GST has divided industry down the middle—the big guns are smiling, but small traders are jittery
As the clock ticked to the midnight of June 30 in the run-up to the introduction of the Goods and Services Tax, arguably the biggest economic reform in India in at least 26 years, different parts of the $2 trillion economy reacted differently—some with excitement, others with trepidation. At the Bengaluru head office of US cola major Coca Cola’s bottling arm, Hindustan Coca Cola Beverage (HCCB), the atmosphere was festive. An hour past mid-day on July 1, HCCB raised its first invoice under the new tax regime for a distributor in Karnataka. The firm, like most other big companies in India, had been preparing itself and its business associates for months. A designated team of 100 trainers held more than 70 sessions with its 4,000-odd distributors.
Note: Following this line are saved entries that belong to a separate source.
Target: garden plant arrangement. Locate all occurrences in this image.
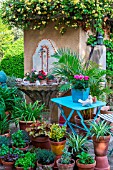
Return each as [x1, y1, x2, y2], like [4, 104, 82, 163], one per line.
[24, 69, 38, 83]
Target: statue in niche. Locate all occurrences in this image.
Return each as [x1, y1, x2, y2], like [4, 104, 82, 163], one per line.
[33, 39, 58, 73]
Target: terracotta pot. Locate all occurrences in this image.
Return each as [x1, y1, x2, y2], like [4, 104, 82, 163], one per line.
[92, 136, 110, 156]
[49, 139, 66, 156]
[12, 144, 29, 151]
[76, 159, 96, 170]
[19, 120, 33, 130]
[0, 131, 10, 137]
[94, 156, 110, 170]
[56, 158, 75, 170]
[37, 161, 54, 169]
[31, 136, 51, 149]
[40, 80, 47, 85]
[2, 160, 14, 170]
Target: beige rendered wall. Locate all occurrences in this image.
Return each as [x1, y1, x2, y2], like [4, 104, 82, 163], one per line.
[24, 23, 88, 73]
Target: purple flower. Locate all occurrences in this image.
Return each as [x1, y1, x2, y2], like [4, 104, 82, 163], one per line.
[84, 76, 89, 80]
[74, 75, 80, 80]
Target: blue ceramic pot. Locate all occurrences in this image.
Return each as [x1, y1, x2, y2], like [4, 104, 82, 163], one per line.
[71, 88, 90, 103]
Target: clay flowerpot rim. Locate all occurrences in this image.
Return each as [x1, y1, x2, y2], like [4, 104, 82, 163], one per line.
[12, 144, 29, 151]
[76, 159, 96, 168]
[57, 158, 75, 167]
[2, 160, 14, 165]
[92, 135, 111, 141]
[19, 120, 34, 123]
[37, 161, 54, 167]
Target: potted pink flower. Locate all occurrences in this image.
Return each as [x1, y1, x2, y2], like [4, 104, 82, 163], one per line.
[37, 70, 47, 85]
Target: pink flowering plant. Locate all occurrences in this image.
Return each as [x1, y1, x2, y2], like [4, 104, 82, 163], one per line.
[72, 74, 89, 90]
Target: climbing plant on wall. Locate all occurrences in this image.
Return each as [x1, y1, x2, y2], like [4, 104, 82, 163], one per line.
[1, 0, 113, 34]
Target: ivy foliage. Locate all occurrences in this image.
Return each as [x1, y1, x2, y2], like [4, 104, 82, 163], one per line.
[0, 38, 24, 78]
[1, 0, 113, 34]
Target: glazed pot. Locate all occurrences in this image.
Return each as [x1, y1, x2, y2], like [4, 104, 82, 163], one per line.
[37, 161, 54, 169]
[49, 139, 66, 156]
[31, 136, 51, 149]
[76, 159, 96, 170]
[56, 158, 75, 170]
[92, 135, 110, 156]
[2, 160, 14, 170]
[19, 120, 33, 130]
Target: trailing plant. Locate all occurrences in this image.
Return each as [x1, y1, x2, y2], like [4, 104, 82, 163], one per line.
[89, 120, 113, 139]
[60, 147, 72, 164]
[26, 120, 51, 137]
[49, 123, 66, 142]
[1, 0, 113, 34]
[36, 148, 55, 165]
[67, 133, 88, 155]
[77, 151, 95, 164]
[15, 152, 36, 170]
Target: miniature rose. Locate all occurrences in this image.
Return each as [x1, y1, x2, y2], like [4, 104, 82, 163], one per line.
[84, 76, 89, 80]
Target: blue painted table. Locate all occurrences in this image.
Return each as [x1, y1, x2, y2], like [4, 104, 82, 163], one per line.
[51, 96, 106, 135]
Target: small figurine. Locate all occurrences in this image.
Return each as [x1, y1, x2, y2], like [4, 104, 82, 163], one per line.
[78, 95, 93, 106]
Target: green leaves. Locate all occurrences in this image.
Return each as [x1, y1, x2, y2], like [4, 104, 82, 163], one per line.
[89, 120, 112, 139]
[77, 151, 95, 164]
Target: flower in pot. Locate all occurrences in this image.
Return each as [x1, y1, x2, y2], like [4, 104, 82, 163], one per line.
[12, 100, 45, 130]
[15, 151, 36, 170]
[26, 120, 51, 149]
[49, 123, 66, 155]
[37, 70, 47, 85]
[89, 120, 112, 156]
[36, 148, 55, 169]
[11, 130, 29, 151]
[56, 147, 75, 170]
[76, 151, 96, 170]
[24, 69, 38, 83]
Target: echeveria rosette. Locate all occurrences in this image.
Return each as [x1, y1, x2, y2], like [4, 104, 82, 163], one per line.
[72, 74, 89, 90]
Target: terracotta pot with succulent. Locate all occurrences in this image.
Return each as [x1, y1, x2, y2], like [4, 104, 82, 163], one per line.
[47, 74, 56, 85]
[49, 124, 66, 156]
[15, 152, 36, 170]
[76, 151, 96, 170]
[37, 70, 47, 85]
[26, 120, 51, 149]
[12, 100, 45, 130]
[36, 148, 55, 169]
[11, 130, 30, 151]
[57, 147, 75, 170]
[89, 120, 112, 156]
GST subsumes nearly 17 taxes and 23 cesses of different kinds levied on goods and services across India by states and union territories. Its benefits far outweigh the transition pangs and cost of efforts that large companies like HCCB have put to make the value chain compliant with the new structure. "You can give any challenge and India can find a way to make it work,” says a beaming Christina Ruggiero, CEO, HCCB, who is only three weeks into her first assignment in India.
At the other end, 53-year-old Darshan Singh, who runs a small textiles and fabric design house in Ludhiana, is staring at a bleak future. Singh buys fabric from mills, processes it, and sells the re-designed fabric to bigger firms. In order to claim input credit, those companies now want Singh to provide them with a digitised GST compliant invoice. Completely at sea with the new structure, he has already seen orders dwindle as some clients have moved away to those already registered with the GST network.